GNF - Guinean Franc (GNF)
The Guinea Franc is the official currency of Guinea, a country located in West Africa. It is divided into eight administrative regions and subdivided into thirty-three prefectures. Conakry is the capital, largest city and economic center. Other major cities include Labe, Nzérékoré, Kankan, Kindia, Mamou, Boke, and Guéckédou.

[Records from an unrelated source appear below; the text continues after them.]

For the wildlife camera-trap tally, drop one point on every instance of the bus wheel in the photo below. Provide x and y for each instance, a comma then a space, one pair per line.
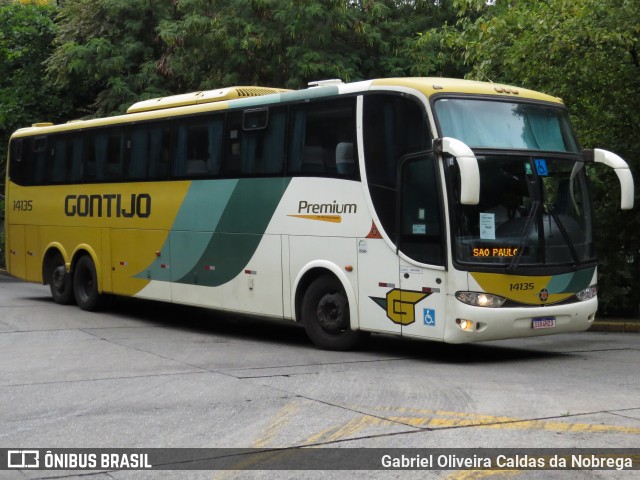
85, 285
325, 313
60, 282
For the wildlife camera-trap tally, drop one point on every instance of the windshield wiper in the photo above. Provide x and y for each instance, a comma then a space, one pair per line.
515, 261
565, 235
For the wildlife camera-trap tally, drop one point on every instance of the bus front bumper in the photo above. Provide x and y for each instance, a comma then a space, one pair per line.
478, 324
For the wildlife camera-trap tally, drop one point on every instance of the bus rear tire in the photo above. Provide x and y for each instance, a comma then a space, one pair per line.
325, 314
60, 281
85, 285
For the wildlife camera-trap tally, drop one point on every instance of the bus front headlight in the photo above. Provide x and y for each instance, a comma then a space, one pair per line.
588, 293
481, 299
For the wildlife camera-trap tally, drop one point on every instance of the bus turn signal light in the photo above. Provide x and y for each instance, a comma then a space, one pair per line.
480, 299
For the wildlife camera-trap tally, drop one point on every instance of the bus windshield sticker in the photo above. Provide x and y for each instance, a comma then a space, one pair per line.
541, 167
487, 226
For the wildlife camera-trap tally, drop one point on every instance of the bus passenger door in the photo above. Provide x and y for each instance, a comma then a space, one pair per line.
422, 245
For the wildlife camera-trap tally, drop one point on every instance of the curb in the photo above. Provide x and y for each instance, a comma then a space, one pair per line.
617, 326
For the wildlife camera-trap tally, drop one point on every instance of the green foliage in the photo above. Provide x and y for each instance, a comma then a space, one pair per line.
26, 33
106, 52
280, 43
586, 52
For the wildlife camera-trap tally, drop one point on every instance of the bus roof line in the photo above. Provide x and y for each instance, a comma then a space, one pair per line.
197, 98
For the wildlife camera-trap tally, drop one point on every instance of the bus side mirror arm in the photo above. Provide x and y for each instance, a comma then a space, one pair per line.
622, 170
468, 164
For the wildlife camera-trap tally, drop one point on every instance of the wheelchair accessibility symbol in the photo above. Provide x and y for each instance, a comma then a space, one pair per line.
429, 317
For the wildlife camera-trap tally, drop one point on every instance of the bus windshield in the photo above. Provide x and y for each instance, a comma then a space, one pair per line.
502, 124
533, 210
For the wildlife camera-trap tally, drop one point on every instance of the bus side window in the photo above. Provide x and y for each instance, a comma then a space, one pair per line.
58, 165
138, 153
115, 147
103, 155
18, 168
256, 142
199, 148
39, 154
322, 139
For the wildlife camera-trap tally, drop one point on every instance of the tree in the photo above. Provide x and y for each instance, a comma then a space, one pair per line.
106, 52
26, 33
287, 44
586, 52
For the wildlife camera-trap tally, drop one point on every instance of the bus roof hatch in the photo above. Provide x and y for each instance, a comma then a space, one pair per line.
197, 98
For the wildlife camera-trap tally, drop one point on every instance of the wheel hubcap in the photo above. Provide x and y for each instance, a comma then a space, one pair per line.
332, 310
59, 279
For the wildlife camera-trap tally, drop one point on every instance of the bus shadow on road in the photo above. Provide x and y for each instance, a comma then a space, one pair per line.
253, 328
245, 327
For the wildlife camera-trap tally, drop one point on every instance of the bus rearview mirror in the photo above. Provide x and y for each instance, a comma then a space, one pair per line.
621, 168
468, 165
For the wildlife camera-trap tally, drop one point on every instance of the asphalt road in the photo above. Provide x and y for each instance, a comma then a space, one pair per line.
144, 374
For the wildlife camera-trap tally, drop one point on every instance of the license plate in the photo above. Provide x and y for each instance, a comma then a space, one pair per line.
543, 322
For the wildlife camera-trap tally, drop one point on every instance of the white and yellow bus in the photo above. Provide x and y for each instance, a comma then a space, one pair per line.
431, 208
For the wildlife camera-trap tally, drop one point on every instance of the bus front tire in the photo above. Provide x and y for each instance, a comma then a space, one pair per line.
60, 283
85, 285
325, 313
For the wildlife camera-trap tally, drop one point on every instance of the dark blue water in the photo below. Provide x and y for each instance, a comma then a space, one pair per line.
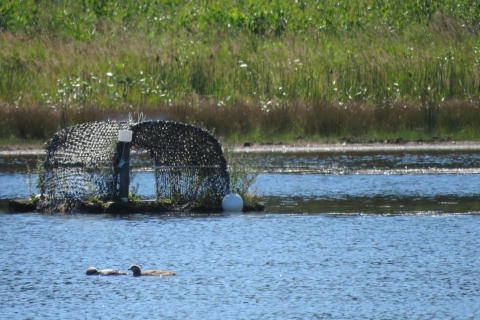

The Guinean Franc is the currency in Guinea (GN, GIN). The Guinean Franc is also known as Franc Guineen. The symbol for GNF can be written FG. The exchange rate for the Guinean Franc was last updated on May 24, 2019 from Yahoo Finance. The GNF conversion factor has 5 significant digits.
- Guinea has abundant natural resources, including 25% or more of the world's known reserves of bauxite, more than 4 million tons of high grade iron ore, significant diamond and gold deposits, and undetermined reserves of uranium. Bauxite and aluminum are currently the only major exports.
- The country has great potential for hydroelectric power.
- Other industries include processing plants for beer, juices, beverages and snuff.
- Under French rule, Guinea was a major exporter of bananas, pineapples, coffee, peanuts and palm oil. Agriculture still employs 80% of the workforce in the country.
- Guinea has considerable potential for growth in its agricultural and fisheries sectors. Soil conditions, water and climate provide opportunities for large-scale irrigated agriculture and agribusiness. Investment opportunities and commercial activities exist in all these areas, but Guinea's poorly developed infrastructure and rampant corruption present obstacles to investment projects on a large scale.
- The first Guinea Franc was introduced in 1959 to replace the CFA Franc BCEAO. The Guinea Franc denominations included 1, 5, 10 and 25 coins (aluminum bronze) with banknotes in 50, 100, 500, 1000, 5000 and 10,000 franc denominations.
- These denominations have been maintained, with the addition of a 50 franc coin (1994) and phasing out of the corresponding 50 franc note.